Phytoestrogen consumption was estimated for cancer-free adult participants in the European Prospective Investigation into Cancer and Nutrition - Norfolk (EPIC-Norfolk). EPIC-Norfolk participants, recruited between 1993 and 1997, filled out a diet diary for a week and provided information about age, height, weight, smoking, aspirin use, menopausal status, and family history of cancer among other things.

Cancers that developed within 12 months of study recruitment were identified from a cancer registry totaling 244 breast cancers, 221 colorectal cancers, and 204 prostate cancers.
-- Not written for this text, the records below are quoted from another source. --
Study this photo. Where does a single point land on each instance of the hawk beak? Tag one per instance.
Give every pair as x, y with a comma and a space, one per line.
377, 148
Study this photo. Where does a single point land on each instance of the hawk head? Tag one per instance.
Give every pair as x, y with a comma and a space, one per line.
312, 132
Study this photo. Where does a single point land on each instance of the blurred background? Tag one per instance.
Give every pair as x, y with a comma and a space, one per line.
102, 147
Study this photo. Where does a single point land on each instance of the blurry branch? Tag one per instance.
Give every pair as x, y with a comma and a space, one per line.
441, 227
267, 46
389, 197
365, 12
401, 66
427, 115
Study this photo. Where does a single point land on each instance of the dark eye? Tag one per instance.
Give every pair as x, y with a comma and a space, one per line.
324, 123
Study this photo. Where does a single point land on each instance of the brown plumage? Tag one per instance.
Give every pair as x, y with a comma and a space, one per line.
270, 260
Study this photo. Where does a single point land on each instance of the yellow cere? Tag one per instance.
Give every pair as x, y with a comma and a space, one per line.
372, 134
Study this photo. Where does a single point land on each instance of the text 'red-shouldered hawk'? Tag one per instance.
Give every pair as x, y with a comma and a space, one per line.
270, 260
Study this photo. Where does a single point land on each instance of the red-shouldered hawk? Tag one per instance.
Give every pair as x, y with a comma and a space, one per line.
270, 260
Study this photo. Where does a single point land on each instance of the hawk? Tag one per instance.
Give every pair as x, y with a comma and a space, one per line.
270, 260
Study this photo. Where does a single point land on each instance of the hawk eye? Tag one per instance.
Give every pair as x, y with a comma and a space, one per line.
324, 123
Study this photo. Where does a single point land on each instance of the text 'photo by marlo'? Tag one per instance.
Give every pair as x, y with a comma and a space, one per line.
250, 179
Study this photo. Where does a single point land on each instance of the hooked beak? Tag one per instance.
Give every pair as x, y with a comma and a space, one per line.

The diets and other relevant information from those who developed cancer were compared to information from other participants (controls) who did not develop cancer.

While acknowledging more study is needed, the authors concluded that there is "little evidence" that phytoestrogen intake is "associated with subsequent risk of breast or prostate cancer."

However, phytoestrogens found in eggs and dairy products "may influence the risk of prostate cancer and colon cancer in women," they report.

The associations are weak and without further study do not warrant changes in diet, lead investigator Heather Ward, of the MRC Center for Nutrition and Cancer in the Department of Public Health and Primary Care at Strangeways Research Laboratory in Cambridge, England, told Reuters Health.

"The results of the present study do not suggest that anyone should alter their phytoestrogen intake, in part because the majority of the associations between phytoestrogen intake and cancer risk were not significant," the doctoral candidate wrote in an email.

"It is worth noting that phytoestrogen intake within an Asian-style diet is more than ten-fold greater than in Western diets, without evidence of an increase in cancer risk," she added.

Because phytoestrogen consumption is on the rise in Britain, the authors urge further monitoring because "the relation between phytoestrogen and cancer may change over time."